Our neighbors' simple gift of brotherhood

The black family lived on the dirt road off the other side of the highway from our place. Our sign read: "Grandview Modern Cabins, gas, ice cream, film, gift shop" - my Brooklyn-born father's idea of "being his own boss." With the late autumn, the tourist season over, life was settling down to Mother's idea of normal for a family. With the holidays coming, of course she would want us to spend Thanksgiving where she still considered home.

Hardly three hours away by car were the narrow cobblestone streets and the wooden trolleys, the hucksters calling out along the streets of row houses with alleys in between, and the Polish butcher shop right around the corner. That was Port Richmond on the Delaware River in Philadelphia.

"No," was my father's answer, "you know I don't want to drive there and back for one day. The wear and tear on the car, and we're going to need new tires.... Besides, I could catch a few customers for gas with people on the road."

How the Watkinses ever learned of my mother's yearning to be with her family, I don't know. Maybe it came out when we kids were over there playing ball after school in the stubbly field.

My teenaged brother, Ray, was always desperate for a fellow baseball player. He and tall, lanky Estelle Watkins would each take my sister or me to make two equal teams. Or did I blurt out, in answer to a polite question from Mrs. Watkins about our plans for the holiday, "My mother wants to go to Philly for Thanksgiving, but my father won't take us."

The invitation came only two days before Thanksgiving. Something was going on; Mrs. Watkins and my mother never talked on the phone. But the smile and resolve on my mother's face said it all as she put down the receiver: "The Watkinses have relatives in Philadelphia, too, and if we don't mind riding four in the back...."

Two days later, a cold, colorless, gray morning, they arrived at our gas pumps. Mr. Watkins, tall, lean, and quiet-spoken, got out and held the door as we got into the back seat of their maroon 1938 Buick. From the front seat Mrs. Watkins told us to cover our legs against the chill with the wool blanket back there. To help us all fit as we started out, Ray leaned forward, his folded arms on the back of the front seat, watching the road. Then there was a hush, as we knew no protocol for being the guests of black people.

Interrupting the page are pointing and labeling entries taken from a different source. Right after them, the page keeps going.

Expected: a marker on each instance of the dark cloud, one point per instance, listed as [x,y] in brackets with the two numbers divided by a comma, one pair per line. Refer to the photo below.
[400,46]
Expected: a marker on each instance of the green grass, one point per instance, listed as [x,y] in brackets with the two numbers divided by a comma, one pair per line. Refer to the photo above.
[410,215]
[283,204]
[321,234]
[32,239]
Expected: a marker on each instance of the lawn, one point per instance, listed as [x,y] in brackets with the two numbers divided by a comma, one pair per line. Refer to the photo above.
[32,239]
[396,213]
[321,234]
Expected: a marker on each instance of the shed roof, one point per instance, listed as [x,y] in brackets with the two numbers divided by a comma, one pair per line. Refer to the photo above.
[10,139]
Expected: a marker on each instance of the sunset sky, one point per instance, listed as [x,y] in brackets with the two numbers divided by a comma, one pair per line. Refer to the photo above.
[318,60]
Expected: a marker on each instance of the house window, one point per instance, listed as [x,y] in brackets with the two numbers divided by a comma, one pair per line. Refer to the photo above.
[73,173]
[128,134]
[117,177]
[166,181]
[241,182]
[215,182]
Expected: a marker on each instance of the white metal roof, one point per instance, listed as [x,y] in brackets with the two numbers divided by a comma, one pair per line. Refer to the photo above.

Hours later, our family was stuffed and immobilized around our grandparents' dining-room table. We kids - as usual - were trapped in our chairs between the table and the credenza in the narrow room. We suddenly realized it was time to be driven back to North Philadelphia Station. Uncle Barney announced that he would go along with Uncle Ed to deliver us and check out Mr. Watkins, our benefactor.

As we pulled into the station's parking lot, there they were, waiting for us. We spotted the car, its engine running, exhaust hovering like breath in the cold night, and them expectant, watching for us to arrive.

Estelle, tall and straight between her parents, gave not the slightest sign of wishing she had the whole back seat to herself. We girls settled against our mother for the trip back, while Ray, leaning forward, watched the road wind before us, across lonely crossroads, between frosty fields, and through the black night, safely home.

SOMEWHERE between 45 and 50 years later, I remembered this Thanksgiving Day. Yes, my brother confirmed, when I asked, it really did happen as I described it. No, it wasn't mentioned much at home after that, or by the relatives in Philly, as far as he knew.

But, I thought, even though the memory of this unique Thanksgiving lay hidden in memory for nearly half a century - not even awakened by the racial turmoil of the intervening decades - its message of simple goodness, dignity, love, and thanks-giving was now never to be forgotten.